Searching finally for 'ppsk' I found this thread and hope that'll help me.
Update: If I followed that information correctly the most recent version of OpenWRT does support this feature. Will look at it…
Update: Seems like https://github.com/openwrt/luci/commit/05af14b25bc0fc2262416dcebf3360b11104198b reverts the needed changes to luci because of https://github.com/openwrt/luci/issues/6902 .

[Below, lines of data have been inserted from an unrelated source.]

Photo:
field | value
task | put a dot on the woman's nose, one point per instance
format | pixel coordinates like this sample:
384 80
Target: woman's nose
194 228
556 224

Update: Replacing the wireless.js script with the version from the former MR let me configure dpsk aka ppsk through luci. I ended up with these parameters in /etc/config/wireless:
option device 'radio0'
option mode 'ap'
option ssid 'PPSK_SSID'
option encryption 'psk2'
option ppsk '1'
option auth_server '192.168.1.1'
option dynamic_vlan '2'
option vlan_tagged_interface 'eth0'
option vlan_bridge 'br-vlan'
option auth_port '1812'
option per_sta_vif '1'
option vlan_naming '1'
option auth_secret 'radius_secret'
which is for these settings in luci:
Without luci being able to set these settings they could be edited directly in /etc/config/wireless. If I do not misread this: mode: ['ap', 'ap-wds'], encryption: ['psk', 'psk2', 'psk+psk2', 'psk-mixed'] ppsk should work for modes ap & ap-wds and with encryptions psk, psk2, psk+psk2, psk-mixed.
Even though the settings end up in my (I didn't re-install the full version of wpad after my upgrade, but that is needed to interpret the according hostapd.conf lines)/var/run/hostapd-phy0.conf the SSID does not become active, yet.
Update: This seems to work. I get radius-requests on my radius server and I guess I have to adapt it to answer with the required tunnel-password (which it doesn't at the moment). But my question can be considered solved I guess.